38. The internal audit function is an important part of the ongoing monitoring of the system of internal controls because it provides an independent assessment of the adequacy of, and compliance with, the established controls. By reporting directly to the board of directors or its audit committee, and to senior management, the internal auditors provide unbiased information about line activities. Due to the important nature of this function, internal audit must be staffed with competent, well-trained individuals who have a clear understanding of their role and responsibilities. The frequency and extent of internal audit review and testing of the internal controls within a bank should be consistent with the nature, complexity, and risk of the organisation's activities. In all cases, it is critical that the internal audit function is independent from the day-to-day functioning of the bank and that it has access to all activities conducted by the banking organisation.

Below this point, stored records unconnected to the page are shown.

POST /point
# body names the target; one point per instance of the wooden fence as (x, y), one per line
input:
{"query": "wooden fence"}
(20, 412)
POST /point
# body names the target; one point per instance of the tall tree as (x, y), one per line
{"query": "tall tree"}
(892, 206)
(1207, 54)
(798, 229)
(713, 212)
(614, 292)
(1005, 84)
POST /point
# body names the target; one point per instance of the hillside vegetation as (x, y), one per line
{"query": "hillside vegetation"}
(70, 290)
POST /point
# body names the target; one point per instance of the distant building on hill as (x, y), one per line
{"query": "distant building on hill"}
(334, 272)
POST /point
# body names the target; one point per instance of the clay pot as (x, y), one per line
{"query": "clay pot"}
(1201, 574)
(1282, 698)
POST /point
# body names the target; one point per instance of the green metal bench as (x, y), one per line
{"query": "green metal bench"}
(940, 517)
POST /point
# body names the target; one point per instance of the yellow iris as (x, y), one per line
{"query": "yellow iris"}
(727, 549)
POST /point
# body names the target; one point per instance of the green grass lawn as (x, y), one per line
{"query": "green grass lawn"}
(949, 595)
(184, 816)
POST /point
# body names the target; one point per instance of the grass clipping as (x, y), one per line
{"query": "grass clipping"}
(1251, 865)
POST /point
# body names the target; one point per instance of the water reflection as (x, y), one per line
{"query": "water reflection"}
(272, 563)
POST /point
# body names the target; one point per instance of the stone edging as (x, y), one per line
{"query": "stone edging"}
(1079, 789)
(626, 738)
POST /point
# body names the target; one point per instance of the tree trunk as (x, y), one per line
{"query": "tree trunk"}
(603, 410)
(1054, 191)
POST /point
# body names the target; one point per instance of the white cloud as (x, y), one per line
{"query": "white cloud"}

39. It is important that the internal audit function reports directly to the highest levels of the banking organisation, typically the board of directors or its audit committee, and to senior management. This allows for the proper functioning of corporate governance by giving the board information that is unaltered in any way by the levels of management that the reports cover. The board should also reinforce the independence of the internal auditors by having such matters as their compensation or budgeted resources determined by the board or the highest levels of management rather than by managers who are affected by the work of the internal auditors.

Principle 13: Identified internal control deficiencies should be reported in a timely manner to the appropriate management level and addressed promptly. Material internal control deficiencies should be reported to senior management and the board of directors.

40. Internal control deficiencies, or ineffective policies or procedures, should be reported to the appropriate person(s) as soon as they are identified, with serious matters reported to senior management and the board of directors. Once deficiencies or ineffective policies or procedures are reported, it is important that management corrects the deficiencies on a timely basis. The internal auditors should conduct follow-up reviews and immediately inform senior management or the board of any uncorrected deficiencies. In order to ensure that all deficiencies are addressed in a timely manner, management should establish a system to track internal control weaknesses and actions taken to rectify them.